Smith: Hey, Don't Forget About Broadcasters
Smith Following a "lite" version of CIRQUE DU SOLEIL (a single performer spinning hoops amidst the output of a small fog machine) and BEASLEY CEO CAROLINE BEASLEY's introduction, SMITH touted broadcasting's community service role ("the electronic thread that keeps every community together, informed and safe"), its importance in news coverage (with a jab at social media companies complaining that the demise of local newspapers has dried up their sources of news), and ATSC 3.0 next-generation television (suggesting chips be included in all phone devices, a repeat of the unsuccessful attempt to get Apple to include FM chips in iPhones). He called for revamping present broadcast regulation while increasing regulation of tech companies "to ensure that these companies cannot use their market power to stifle competition and the financial viability of local news."
SMITH also took a moment at the outset to honor the late BONNEVILLE and HUBBARD executive BRUCE REESE, who recently passed away.
After SMITH's speech, TOM TAYLOR received the Spirit of Broadcasting Award from the NAB, calling for journalistic freedom and praising the trustworthiness of broadcast journalism. And ALAN ALDA was honored with the NAB Distinguished Service Award.
The View From NPR
MOHN continued the storytelling theme with a recounting of how he went from radio jock to station owner to TV executive and, ultimately, to the helm at NATIONAL PUBLIC RADIO, and also noted that NPR's approach to journalism follows the storytelling mode. On the network's success in the new media realm, MOHN said that when he got to NPR, "there were two camps, radio and digital... (but) if we view ourselves just as radio people or we view ourselves just as digital people, we will fail. We have to excel at both."
Mohn and Goldstein The conversation with AMPLIFI MEDIA CEO and ALL ACCESS contributor STEVE GOLDSTEIN also covered the network's success in podcasting ("a terrific business for us," MOHN enthused), with MOHN calling podcasts "an interesting entry point your young people" to discover public radio. He also explained NPR's development of its Remote Audio Data (RAD) measurement initiative as a way to attract brand advertisers, calling it "good currency that advertisers can use."

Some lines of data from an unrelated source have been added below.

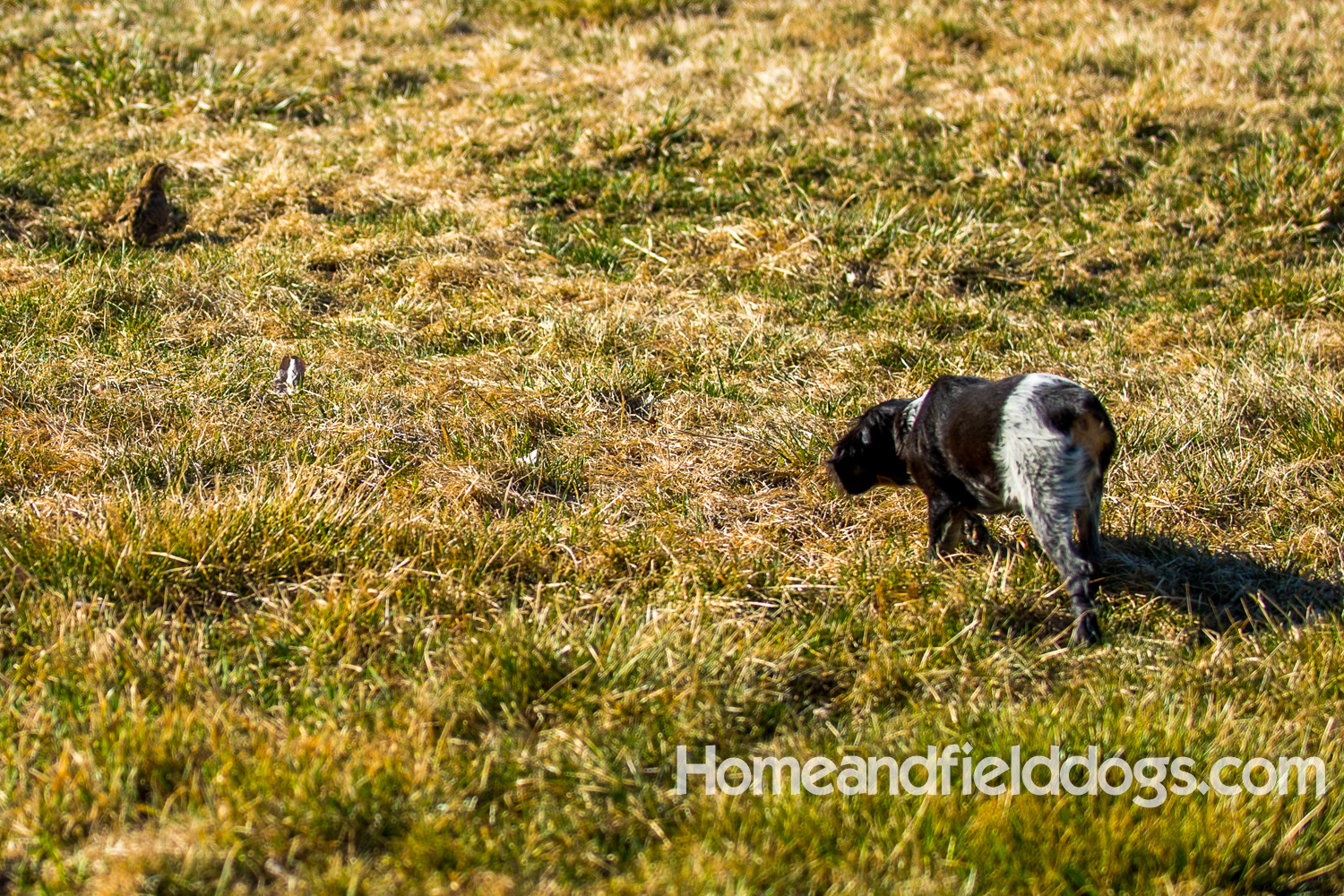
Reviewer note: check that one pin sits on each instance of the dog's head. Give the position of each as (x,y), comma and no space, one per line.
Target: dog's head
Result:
(868,452)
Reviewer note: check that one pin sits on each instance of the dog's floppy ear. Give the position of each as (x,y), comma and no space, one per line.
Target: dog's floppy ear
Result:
(867,452)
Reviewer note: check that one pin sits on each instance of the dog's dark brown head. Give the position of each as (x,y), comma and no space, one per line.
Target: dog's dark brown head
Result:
(867,454)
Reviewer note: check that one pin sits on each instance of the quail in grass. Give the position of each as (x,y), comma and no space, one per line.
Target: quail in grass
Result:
(145,212)
(290,376)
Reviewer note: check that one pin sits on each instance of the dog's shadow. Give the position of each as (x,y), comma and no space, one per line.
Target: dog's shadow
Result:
(1218,589)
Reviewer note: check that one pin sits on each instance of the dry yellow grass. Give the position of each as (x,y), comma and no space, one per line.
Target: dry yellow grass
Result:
(586,288)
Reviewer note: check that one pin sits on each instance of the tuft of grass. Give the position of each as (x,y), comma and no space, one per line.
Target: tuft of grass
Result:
(585,290)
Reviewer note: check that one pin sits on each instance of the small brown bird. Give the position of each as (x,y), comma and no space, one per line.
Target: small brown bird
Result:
(147,212)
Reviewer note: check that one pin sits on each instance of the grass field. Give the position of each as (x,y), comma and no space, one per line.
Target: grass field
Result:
(586,288)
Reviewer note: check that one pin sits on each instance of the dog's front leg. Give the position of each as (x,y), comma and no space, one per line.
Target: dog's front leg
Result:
(943,521)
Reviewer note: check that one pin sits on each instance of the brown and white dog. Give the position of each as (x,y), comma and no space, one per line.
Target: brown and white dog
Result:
(1037,445)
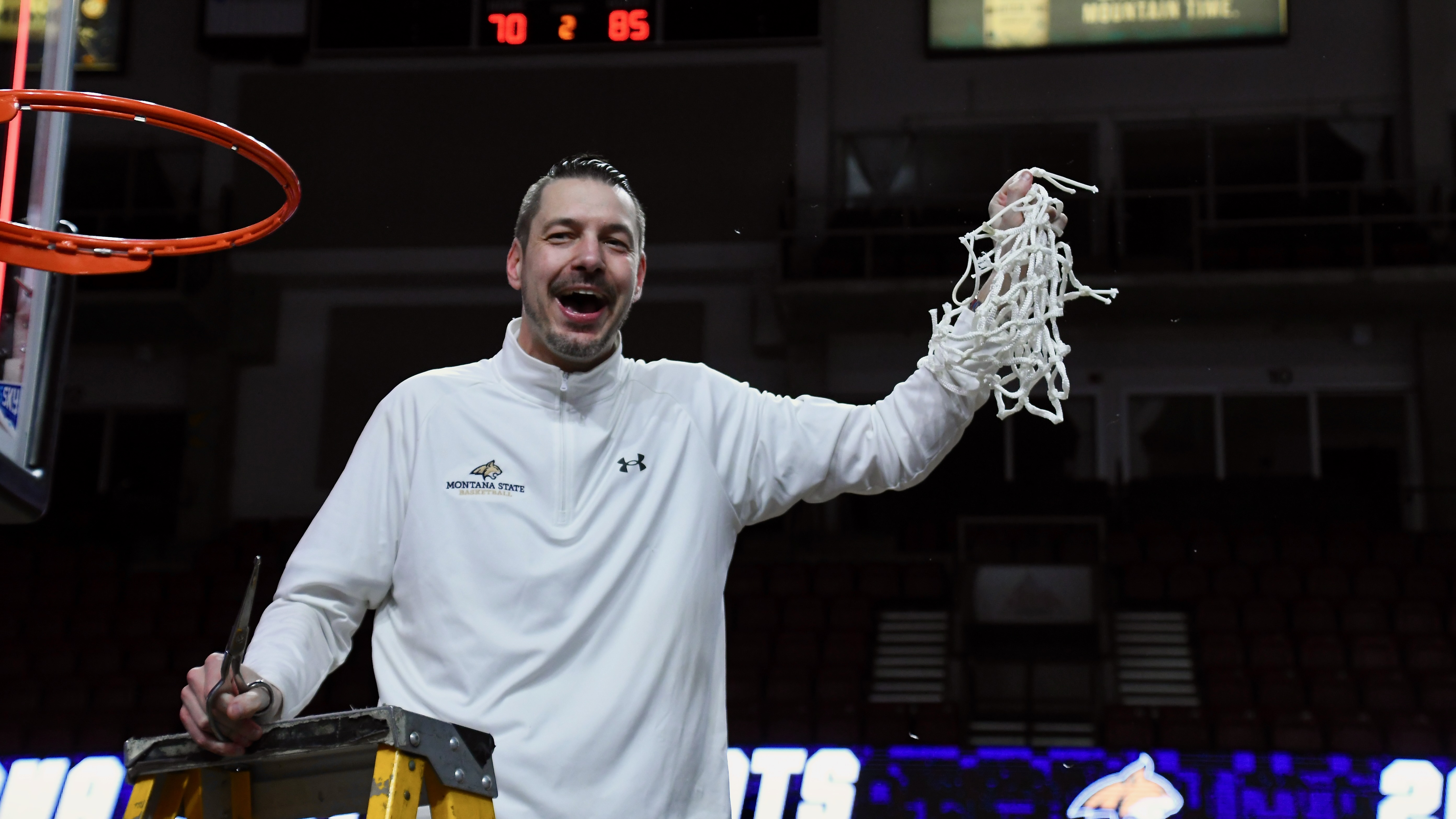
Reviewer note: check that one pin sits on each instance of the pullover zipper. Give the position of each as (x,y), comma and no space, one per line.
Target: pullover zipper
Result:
(561,452)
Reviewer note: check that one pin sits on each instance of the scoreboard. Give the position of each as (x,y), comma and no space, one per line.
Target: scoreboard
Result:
(981,25)
(564,24)
(506,25)
(557,22)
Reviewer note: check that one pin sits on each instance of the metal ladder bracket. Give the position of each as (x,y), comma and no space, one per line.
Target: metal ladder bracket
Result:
(384,758)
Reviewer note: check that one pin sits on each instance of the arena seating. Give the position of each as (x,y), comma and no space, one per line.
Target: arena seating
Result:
(800,640)
(1307,640)
(97,643)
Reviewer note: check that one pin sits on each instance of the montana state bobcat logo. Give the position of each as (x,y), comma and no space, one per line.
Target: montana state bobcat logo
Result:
(482,483)
(1136,792)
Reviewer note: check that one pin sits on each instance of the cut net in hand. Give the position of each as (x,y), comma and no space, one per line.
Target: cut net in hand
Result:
(1027,280)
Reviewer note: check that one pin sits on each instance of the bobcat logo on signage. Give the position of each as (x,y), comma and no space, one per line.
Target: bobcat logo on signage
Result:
(487,471)
(1136,792)
(485,483)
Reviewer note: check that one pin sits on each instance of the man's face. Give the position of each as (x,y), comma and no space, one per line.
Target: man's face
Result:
(582,269)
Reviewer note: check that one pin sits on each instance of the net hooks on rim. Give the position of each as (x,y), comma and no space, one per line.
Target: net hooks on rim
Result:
(1028,279)
(81,254)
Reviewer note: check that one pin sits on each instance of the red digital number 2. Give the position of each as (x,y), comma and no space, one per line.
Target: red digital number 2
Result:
(624,25)
(509,28)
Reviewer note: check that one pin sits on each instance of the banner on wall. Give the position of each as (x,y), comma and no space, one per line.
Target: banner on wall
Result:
(928,782)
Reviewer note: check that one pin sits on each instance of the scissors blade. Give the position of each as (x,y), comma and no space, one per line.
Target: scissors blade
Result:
(238,640)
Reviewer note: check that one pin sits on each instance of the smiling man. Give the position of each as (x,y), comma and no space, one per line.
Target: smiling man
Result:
(545,534)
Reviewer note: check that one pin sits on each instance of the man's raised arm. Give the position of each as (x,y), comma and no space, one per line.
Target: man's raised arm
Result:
(777,451)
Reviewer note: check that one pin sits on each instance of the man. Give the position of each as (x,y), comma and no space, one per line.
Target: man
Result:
(545,534)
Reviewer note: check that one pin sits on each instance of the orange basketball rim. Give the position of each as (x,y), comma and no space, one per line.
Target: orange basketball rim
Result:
(78,254)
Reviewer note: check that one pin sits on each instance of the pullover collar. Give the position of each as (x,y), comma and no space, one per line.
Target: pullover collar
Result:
(548,384)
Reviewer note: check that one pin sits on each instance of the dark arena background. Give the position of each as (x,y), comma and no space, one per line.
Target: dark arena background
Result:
(1237,556)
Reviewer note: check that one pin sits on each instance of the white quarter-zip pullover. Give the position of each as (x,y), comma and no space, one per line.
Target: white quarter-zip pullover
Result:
(548,554)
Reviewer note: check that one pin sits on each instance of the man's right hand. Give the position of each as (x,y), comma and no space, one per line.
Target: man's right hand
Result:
(235,715)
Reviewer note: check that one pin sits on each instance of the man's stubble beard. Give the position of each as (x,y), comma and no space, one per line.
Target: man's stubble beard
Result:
(570,349)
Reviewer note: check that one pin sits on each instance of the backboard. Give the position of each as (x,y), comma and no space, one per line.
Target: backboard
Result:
(36,305)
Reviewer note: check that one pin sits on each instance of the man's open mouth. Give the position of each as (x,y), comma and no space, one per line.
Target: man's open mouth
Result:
(582,304)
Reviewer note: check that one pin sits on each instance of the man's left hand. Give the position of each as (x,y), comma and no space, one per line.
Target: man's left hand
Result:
(1015,189)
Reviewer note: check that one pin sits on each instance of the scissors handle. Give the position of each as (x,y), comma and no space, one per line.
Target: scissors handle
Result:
(232,674)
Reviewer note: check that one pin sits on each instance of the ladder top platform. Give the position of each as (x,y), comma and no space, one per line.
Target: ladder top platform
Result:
(349,740)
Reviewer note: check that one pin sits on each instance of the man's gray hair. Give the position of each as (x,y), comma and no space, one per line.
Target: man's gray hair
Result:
(579,167)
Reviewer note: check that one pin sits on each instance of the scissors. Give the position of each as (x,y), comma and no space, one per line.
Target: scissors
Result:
(232,681)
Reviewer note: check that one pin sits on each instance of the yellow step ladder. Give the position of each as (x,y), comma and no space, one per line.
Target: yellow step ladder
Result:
(379,763)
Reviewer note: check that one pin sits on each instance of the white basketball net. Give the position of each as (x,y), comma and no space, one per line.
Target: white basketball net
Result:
(1028,279)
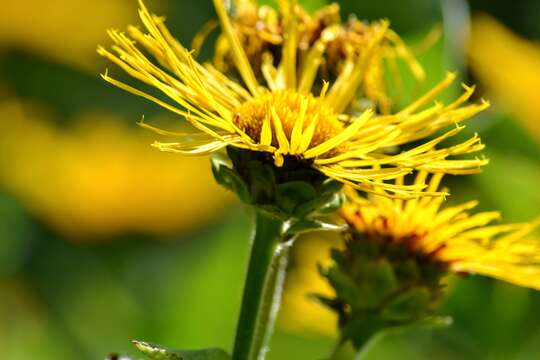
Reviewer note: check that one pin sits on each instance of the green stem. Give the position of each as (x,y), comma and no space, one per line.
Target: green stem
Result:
(345,350)
(262,290)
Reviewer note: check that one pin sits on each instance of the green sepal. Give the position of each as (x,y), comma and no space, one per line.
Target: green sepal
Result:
(293,191)
(408,306)
(382,286)
(291,195)
(228,178)
(155,352)
(296,227)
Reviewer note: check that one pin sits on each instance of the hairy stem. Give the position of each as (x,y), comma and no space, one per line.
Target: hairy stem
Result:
(262,290)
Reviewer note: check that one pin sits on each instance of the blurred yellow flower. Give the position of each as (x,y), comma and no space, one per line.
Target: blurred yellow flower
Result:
(509,67)
(450,236)
(300,312)
(99,177)
(61,29)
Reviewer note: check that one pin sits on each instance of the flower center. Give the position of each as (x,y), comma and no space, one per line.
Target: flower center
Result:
(289,107)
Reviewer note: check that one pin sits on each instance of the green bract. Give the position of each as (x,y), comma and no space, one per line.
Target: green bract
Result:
(293,191)
(379,286)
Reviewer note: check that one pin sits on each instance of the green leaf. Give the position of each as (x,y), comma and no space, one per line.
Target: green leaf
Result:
(409,305)
(291,194)
(155,352)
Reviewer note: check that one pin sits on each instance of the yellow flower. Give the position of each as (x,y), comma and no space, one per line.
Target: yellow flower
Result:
(450,236)
(509,67)
(70,178)
(262,32)
(284,118)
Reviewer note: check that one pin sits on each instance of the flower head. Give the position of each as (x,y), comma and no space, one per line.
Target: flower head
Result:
(397,254)
(285,118)
(450,236)
(262,31)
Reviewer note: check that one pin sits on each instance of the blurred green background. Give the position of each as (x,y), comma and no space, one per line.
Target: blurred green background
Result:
(103,239)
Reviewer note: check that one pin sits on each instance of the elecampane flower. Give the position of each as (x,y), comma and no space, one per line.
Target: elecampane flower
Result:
(450,236)
(262,32)
(283,117)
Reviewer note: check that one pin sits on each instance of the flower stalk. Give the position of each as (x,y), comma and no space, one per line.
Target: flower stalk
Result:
(263,288)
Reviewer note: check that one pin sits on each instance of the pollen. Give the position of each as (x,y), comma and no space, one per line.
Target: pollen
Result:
(284,111)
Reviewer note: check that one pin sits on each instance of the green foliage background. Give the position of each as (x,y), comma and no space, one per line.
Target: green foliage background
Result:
(84,301)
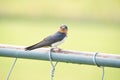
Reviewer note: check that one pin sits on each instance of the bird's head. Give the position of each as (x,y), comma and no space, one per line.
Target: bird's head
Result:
(63,29)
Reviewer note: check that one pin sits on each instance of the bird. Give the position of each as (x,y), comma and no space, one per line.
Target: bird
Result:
(53,40)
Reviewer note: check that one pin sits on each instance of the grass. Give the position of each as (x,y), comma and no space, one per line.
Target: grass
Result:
(82,36)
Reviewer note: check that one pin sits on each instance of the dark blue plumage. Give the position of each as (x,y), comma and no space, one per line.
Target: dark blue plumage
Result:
(52,40)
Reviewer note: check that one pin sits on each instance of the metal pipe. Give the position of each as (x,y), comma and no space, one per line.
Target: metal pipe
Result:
(68,56)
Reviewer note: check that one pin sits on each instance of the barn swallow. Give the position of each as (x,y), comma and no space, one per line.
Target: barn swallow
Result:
(53,40)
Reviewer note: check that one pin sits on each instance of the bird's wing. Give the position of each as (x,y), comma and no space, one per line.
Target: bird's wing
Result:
(46,41)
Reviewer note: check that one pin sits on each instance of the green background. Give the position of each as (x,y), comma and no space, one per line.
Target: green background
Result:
(94,26)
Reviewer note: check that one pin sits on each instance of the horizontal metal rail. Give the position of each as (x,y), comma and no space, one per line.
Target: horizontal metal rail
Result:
(68,56)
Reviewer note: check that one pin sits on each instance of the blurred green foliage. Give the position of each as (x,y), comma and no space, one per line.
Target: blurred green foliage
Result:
(93,26)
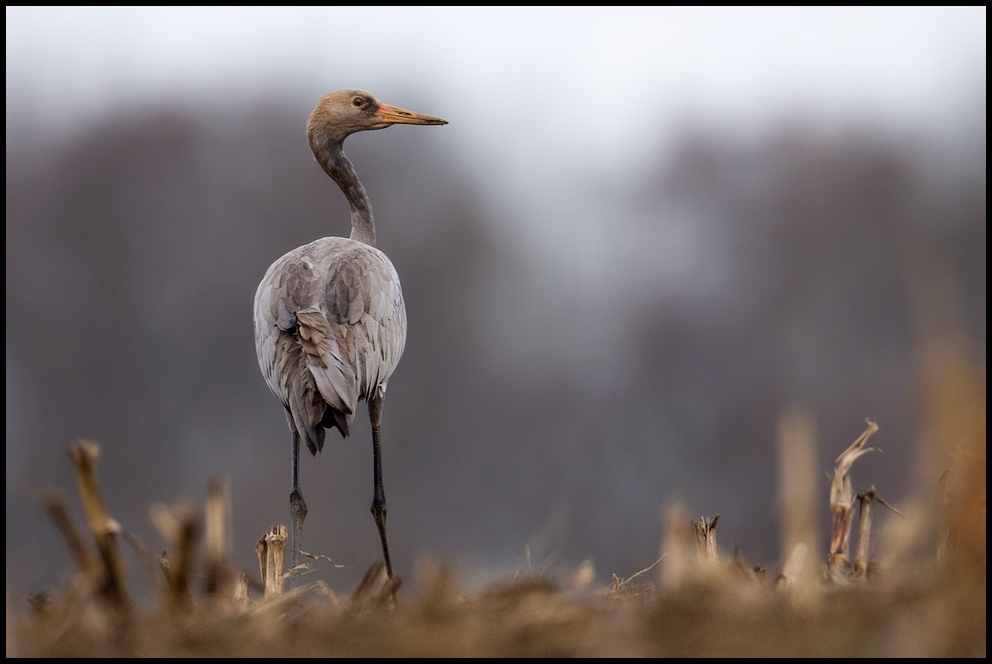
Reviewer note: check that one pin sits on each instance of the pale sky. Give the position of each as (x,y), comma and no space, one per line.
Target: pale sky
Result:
(586,84)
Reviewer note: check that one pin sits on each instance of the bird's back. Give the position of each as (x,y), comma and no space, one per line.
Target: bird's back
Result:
(330,326)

At the same time, five separate twenty-minute sessions repeated concurrently in the same large room composed the "Radio Engage" session, with consultant VALERIE GELLER, JACOBS MEDIA's SETH RESLER, NIELSEN's BILL ROSE, MEDIA STAFFING NETWORK's LAURIE KAHN, and COMPASS MEDIA NETWORKS' HIRAM LAZAR and YAMANAIR CREATIVE's YAMAN COSKUN offering advice on content, staffing, and sales issues. Attendees were issued headsets with the ability to select which presentation to hear.
Report From The Commissioners
FCC Commissioners MICHAEL O'RIELLY, BRENDAN CARR, and GEOFFREY STARKS tackled a range of issues in an afternoon NAB SHOW session, including ownership rules (CARR highlighting the different competitive situation, including non-broadcast media in the definition of competition; STARKS professing to be a "huge fan of broadcast" but not of large corporations "writing the local news" (a reference to SINCLAIR's "must run" edicts) and lack of diversity of ownership, calling for better access to capital and restoring the tax certificate program, which O'RIELLY said "is not coming back"), radio ownership in particular (O'RIELLY noting that the caps have not changed since 1995), expanding the definition of market competition (the present standard is "stagnant," O'RIELLY contended, adding that "it's everyone fighting for the same eardrums"), the repack and incentive auction, and AM radio (O'RIELLY calling for looser ownership restrictions on AM radio).
On pirate radio, O'RIELLY offered an update on the Commission's increased enforcement and education efforts, with the aside that some politicians were found to be advertising on pirate stations.
The convention runs through THURSDAY at the LAS VEGAS CONVENTION CENTER.